Waag opened its first outpost on Friday 21 June 2019 at the Amsterdam Science Park: planet B, a place for artistic research and expeditions in which citizens, artists and scientists work together on an equal and ecological future. The festive opening was the launch of the first expedition within planet B, called AI Culture Lab, where artists get to work on the theme of artificial intelligence (AI).

Have a look at the photos of the opening here

About planet B

Planet B is both a physical place and a speculative concept that offers scientists, artists and citizens room to develop answers to the social and ecological challenges of our time.
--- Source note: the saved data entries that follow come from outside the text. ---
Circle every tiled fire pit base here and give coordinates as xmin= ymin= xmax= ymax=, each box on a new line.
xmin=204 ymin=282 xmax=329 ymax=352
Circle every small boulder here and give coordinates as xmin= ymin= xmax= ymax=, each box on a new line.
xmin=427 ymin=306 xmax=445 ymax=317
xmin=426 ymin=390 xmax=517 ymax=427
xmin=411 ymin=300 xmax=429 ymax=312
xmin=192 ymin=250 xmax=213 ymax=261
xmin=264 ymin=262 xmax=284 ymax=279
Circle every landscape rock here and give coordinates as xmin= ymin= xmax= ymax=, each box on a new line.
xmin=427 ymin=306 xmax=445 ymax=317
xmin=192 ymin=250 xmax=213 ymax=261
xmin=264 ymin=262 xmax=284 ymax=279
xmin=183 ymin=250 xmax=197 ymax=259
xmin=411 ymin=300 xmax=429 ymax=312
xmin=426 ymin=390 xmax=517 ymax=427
The launch, which took place during the WeMakeThe.City festival, is the first step in the mission of planet B to realise a laboratory for the future over the next five years; a mission to re-colonise planet Earth on the basis of make expeditions to a fictional planet.

AI Culture Lab

Planet B's first mission focuses on the exploration of artificial intelligence (AI) and related ethical issues. In the AI ​​Culture Lab, an interdisciplinary group of artists, scientists, technology developers, entrepreneurs and citizens goes in search of the role and potential of AI. We do this in collaboration with artists (collectives) who will do research this year as artist in residence within the AI ​​Culture Lab: Aesthetics of Exclusion, Antti Tenetz, Tomo Kihara and Femke Herregraven.
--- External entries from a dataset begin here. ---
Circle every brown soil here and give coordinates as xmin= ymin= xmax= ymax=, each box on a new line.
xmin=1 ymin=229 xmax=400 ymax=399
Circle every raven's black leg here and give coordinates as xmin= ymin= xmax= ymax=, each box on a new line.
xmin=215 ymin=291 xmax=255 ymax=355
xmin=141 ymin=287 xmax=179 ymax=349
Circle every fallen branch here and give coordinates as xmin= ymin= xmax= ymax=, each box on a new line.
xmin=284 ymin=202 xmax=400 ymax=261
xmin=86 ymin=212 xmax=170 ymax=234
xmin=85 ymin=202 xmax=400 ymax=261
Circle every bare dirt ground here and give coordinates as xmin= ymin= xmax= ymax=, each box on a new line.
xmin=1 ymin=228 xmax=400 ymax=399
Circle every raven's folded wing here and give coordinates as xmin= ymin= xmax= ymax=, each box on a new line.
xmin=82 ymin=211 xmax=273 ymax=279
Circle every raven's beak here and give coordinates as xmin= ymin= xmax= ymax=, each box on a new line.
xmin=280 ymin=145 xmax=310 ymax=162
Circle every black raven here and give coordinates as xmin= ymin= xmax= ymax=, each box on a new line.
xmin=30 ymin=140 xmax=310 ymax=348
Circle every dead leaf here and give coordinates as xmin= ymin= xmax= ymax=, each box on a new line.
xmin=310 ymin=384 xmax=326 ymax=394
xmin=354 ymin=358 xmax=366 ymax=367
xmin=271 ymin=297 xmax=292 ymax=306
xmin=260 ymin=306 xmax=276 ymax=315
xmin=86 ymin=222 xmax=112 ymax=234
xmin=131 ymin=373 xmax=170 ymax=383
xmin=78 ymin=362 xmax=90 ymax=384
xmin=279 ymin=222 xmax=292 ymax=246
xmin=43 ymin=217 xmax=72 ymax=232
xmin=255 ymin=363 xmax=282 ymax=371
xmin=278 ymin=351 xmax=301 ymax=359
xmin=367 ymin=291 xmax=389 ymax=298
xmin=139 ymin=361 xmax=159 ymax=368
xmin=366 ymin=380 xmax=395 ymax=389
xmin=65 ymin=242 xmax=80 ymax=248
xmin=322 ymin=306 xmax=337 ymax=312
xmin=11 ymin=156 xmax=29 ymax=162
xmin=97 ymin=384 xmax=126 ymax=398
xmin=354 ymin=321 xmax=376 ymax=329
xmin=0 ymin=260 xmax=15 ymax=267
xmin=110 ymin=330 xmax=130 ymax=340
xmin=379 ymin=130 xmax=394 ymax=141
The 750th birthday of Amsterdam

In the coming years we will investigate what we can learn socially from space travel and how we can realize an ecologically inclusive bio-economy. The ambition is to grow planet B into a sustainable platform that offers space for research into innovation and ecology. On the 750th anniversary of Amsterdam in 2025, a 'laboratory as a museum' will be set up, in which planet B's research will be given a permanent place.

Partners

Planet B is an initiative of Waag and Amsterdam Science Park and in this context works together with Sandberg Institute, ESA and Ars Electronica.